The code I've used to load the excel is below
xls_file = pd.ExcelFile("Excel File")
df = xls_file.parse('Sheet1',parse_dates=True)
df = df.replace(np.nan, '') #replace NaN with blank string
df = df.replace('NA', '') #replace "NA" with blank string
df = df.replace('_ND', '') #replace "NA" with blank string
df.to_sql('MEM_TABLE', conn_ora, if_exists='append', index = False )
The table that to_sql method created has following structure
MEM_TABLE(
date CLOB NULL,
emp_nbr NUMBER(19,0) NULL
)
In dataframe it reads something like this
DATE EMP_NBR
0 2
1 2018-01-04 00:00:00 1
2 2018-01-01 00:00:00 2
3 2018-01-03 00:00:00 1
4 1
5 1
Looks like Pandas is auto casting 1/4/2018 to date when creating the DataFrame. The error I'm getting below, which I believe is because the DATE column in table MEM_TABLE is CLOB and in dataFrame the Date field has DATE object.

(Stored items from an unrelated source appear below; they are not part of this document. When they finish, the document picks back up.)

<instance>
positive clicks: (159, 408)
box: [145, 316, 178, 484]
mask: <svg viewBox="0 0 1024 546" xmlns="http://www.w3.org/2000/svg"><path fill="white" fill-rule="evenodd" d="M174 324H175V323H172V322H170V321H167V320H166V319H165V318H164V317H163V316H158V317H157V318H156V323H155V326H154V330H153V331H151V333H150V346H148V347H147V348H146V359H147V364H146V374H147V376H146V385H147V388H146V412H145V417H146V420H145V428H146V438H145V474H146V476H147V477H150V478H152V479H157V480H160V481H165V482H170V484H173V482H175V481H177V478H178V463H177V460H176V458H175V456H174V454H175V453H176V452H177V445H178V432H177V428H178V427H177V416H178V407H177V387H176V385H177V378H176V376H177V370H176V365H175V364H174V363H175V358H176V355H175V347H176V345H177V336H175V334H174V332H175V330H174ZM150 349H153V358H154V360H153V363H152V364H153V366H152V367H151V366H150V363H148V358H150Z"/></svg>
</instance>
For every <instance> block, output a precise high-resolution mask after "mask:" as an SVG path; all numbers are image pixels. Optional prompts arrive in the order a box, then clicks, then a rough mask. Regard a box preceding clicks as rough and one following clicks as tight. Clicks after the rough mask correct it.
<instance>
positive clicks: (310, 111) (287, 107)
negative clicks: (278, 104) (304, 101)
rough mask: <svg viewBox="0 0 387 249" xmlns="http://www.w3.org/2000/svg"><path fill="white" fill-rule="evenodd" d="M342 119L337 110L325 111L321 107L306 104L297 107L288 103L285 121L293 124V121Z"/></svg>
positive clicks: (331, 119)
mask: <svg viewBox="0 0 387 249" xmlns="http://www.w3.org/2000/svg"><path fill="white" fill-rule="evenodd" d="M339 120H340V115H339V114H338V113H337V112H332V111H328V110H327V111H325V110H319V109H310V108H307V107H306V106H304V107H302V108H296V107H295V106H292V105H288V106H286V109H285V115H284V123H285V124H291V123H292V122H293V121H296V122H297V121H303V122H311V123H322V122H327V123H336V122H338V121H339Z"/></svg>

Looks likes the date object can't be insert into a CLOB cell.
TypeError: expecting string or bytes object
If the Dates are in string(i.e "1/4/2018"), I'm not getting any errors.
My question here is Is there anyway to disable the auto Parse on the date field, while the dataframe is getting created?
You are facing this issue because on line 2 you are setting parse_dates argument as true, it needs to be set as false.
df = xls_file.parse('Sheet1',parse_dates=False)